Don't miss anything! Register now for full access to the definitive RV support community.

Carburetor Lean Condition

Jbon

Active Member
My RV6 is running a carbureted O360, stock, except for 9:1 pistons. Since I’ve owned the airplane I have suspected that the engine ran a bit lean. I’m hoping that one of you have experienced my symptoms, and can comment.

The carb is a M/S MA-4-5. When I first acquired the airplane, I decided to send the carb out for inspection. Mainly for peace of mind, since the airplane had not been flying, but also because upon shutdown, there was not the rise in RPM one would expect. Adjusting the mixture screw didn’t help. The shop said all was good, but they did drill out both the main and idle jets to proper specs, saying that was not unusual. This really didn’t affect the lack of rise on shutdown situation, but the engine ran well, so I didn’t worry much about it. I have unscrewed the idle mixture screw about as far as I dare (4 turns), but still no change. Further evidence of a lean condition became apparent when operating out of a high elevation airport. Taking off at 7,000’+ MSL, I would expect to have to lean a good bit in order to get maximum power from the engine, but leaning the mixture didn’t seem to have much effect.

I’ve downloaded flight data from the Dynon. It shows fuel flows to be around 12 gph late in the takeoff roll, and maybe getting up to around 13 gph while accelerating in the climb. (this is a fixed pitch propeller, so RPM changes w/ accel.) I haven’t calibrated the “Red Cube” fuel flow sender, just keeping the default settings, so I can’t be sure of its accuracy, but its other readings seem reasonable.

The other thing that occurs is roughness and about 150 RPM drop during run up when operating just on the electronic ignition, while the side with the mag showed the expected drop. It was suggested by Electroair that this, along with the lack of RPM rise at shutdown indicated a lean mixture, perhaps caused by an induction leak. Because of the otherwise smooth operation at low idle, I didn’t believe this was the case, but I tested for a leak using both a shop vac plugged into the inlet and soap bubbles, as well as spraying WD-40 around the carb and inlet pipes looking for an RPM change. Nothing indicated a leak. I decided to change out the intake gaskets anyway.

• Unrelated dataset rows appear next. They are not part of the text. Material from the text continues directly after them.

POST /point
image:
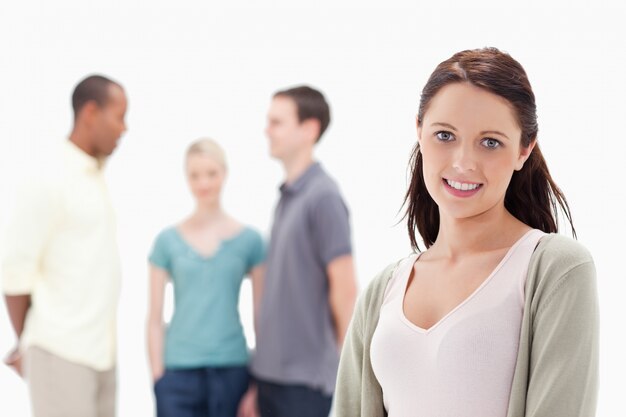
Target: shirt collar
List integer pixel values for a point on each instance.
(80, 159)
(302, 180)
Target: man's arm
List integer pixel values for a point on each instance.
(33, 218)
(17, 306)
(342, 294)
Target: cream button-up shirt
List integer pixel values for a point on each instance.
(61, 248)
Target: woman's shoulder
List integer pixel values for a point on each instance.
(557, 260)
(375, 290)
(561, 251)
(167, 233)
(250, 233)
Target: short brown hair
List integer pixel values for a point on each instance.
(92, 88)
(311, 104)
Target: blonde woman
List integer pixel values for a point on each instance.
(199, 362)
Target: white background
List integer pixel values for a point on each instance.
(195, 69)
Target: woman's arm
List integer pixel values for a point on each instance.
(156, 328)
(563, 378)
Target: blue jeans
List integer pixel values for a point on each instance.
(201, 392)
(277, 400)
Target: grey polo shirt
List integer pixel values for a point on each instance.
(296, 341)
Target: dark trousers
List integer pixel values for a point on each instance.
(277, 400)
(203, 392)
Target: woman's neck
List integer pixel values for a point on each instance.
(208, 214)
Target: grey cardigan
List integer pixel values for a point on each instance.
(556, 374)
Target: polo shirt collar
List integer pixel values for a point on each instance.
(80, 159)
(302, 180)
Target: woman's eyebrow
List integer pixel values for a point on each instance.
(492, 132)
(484, 132)
(449, 126)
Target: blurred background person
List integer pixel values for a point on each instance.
(199, 362)
(61, 265)
(309, 290)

I spoke with the carburetor shop, and the guy clarified for me that the idle mixture setting has no affect on mixture once you are beyond about half throttle, and indicated that we may need to drill out both jets a bit more. I’ve pulled the carb, and am going to let them take a look at it next week.

My question is: Does this takeoff fuel flow look reasonable for an O-360 w/ 9:1 pistons and a fixed pitch prop? The data shows engine RPM at rotation (IAS 66.4 kts) was 2,300. Fuel flow, 11.9. Also, Is it common to have to be experimenting with jet sizing? He said that non-standard equipment, like a tuned exhaust will affect carburation, but I’ve got the same Vetterman 4 into 2 system that most RV’s sport, so I see nothing odd there. Anyway, I’d appreciate any inputs anyone might have.
 
You don't mention which model of MA4-5 you are running. If it is the 10-3878 they tend to run lean unless they have the Mooney mod. I had a WOT lean condition on mine which the mod cured. The mod includes a larger main jet as well as a restrictor for the air bleed on the "economizer" circuit which adds extra fuel during WOT operation. The 10-4164 already has this mod.
 
the 10-3878 they tend to run lean unless they have the Mooney mod. I had a WOT lean condition on mine which the mod cured

Same here. And most probably due to the Vans FAB. My engine was kind of stumbling at full power settings, and the M mod cured it. Now seeing, with a CSP turning 2700, close to 15USG during TO, field elevation 1'300ft.
 
A stock O-360 should flow 16.5 gal at 2700 rpm full rich mixture.
With a fixed pitch prop and lower rpm at take of, your fuel flow seems normal to me. But 12 gal/ 16.5 = 73% power full rich, it may be a bit to low.
It is normal to change a carb nozzle to solve a lean issue.
In the experimental world we install parts to increase the airflow through the engine to get as much power as possible.
To get the right fuel flow and mixture, nozzles sometimes have to be changed.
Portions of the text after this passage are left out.